Roma – Lo scandalo del software truccato sulle vetture diesel di Volkswagen potrebbe avere ricadute anche sul Ttip, l’accordo di libero scambio tra Europa e Stati uniti. È il timore espresso da Giorgio Squinzi, numero uno degli industriali italiani, in audizione davanti alle commissioni Ambiente e Attività produttive della Camera. Secondo il presidente di Confindustria, la vicenda della casa automobilistica di Wolfsburg ha “indebolito fortemente, e ulteriormente, la posizione negoziale europea rispetto alla definizione di standard produttivi”.
Il rappresentante degli imprenditori è convinto che “gli Stati uniti metteranno forti vincoli sull’industria automobilistica”, e prevede che “l’impatto sul settore avverrà in fase di attuazione del Ttip”. A suo avviso, il rischio è “che il nostro Continente possa subire” decisioni “o addirittura standard decisi da Usa e Paesi asiatici”. Uno scenario che “potrebbe comportare asimmetrie nella concorrenza” per le aziende europee.
L’apprensione di Squinzi è rivolta non solo ai nuovi test che l’Ue vuole introdurre per l’omologazione delle auto da immettere sul mercato. Infatti cita la “revisione, in dirittura d’arrivo, della direttiva Emission trading”, quella che regola i permessi per le emissioni di carbonio, e il “varo del Green act”, la nuova legge italiana sull’ambiente alla quale il governo sta lavorando.

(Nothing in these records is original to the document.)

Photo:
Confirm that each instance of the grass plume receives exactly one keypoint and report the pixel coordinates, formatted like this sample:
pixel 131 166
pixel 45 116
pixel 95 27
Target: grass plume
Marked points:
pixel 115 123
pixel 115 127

Per evitare di “chiudere i pacchetti legislativi con misure che andrebbero a incidere negativamente sulla tenuta della nostra industria”, sostiene il numero uno di Viale dell’Astronomia, è necessario non assumere “decisioni sull’onda dell’emotività, compromettendo la qualità delle norme e introducendo standard più rigidi di quelli necessari”. Starà alla politica, italiana ed europea, trovare il giusto equilibrio tra le ragioni della produzione industriale – e quindi dell’occupazione – e quelle di tutela della salute e dell’ambiente.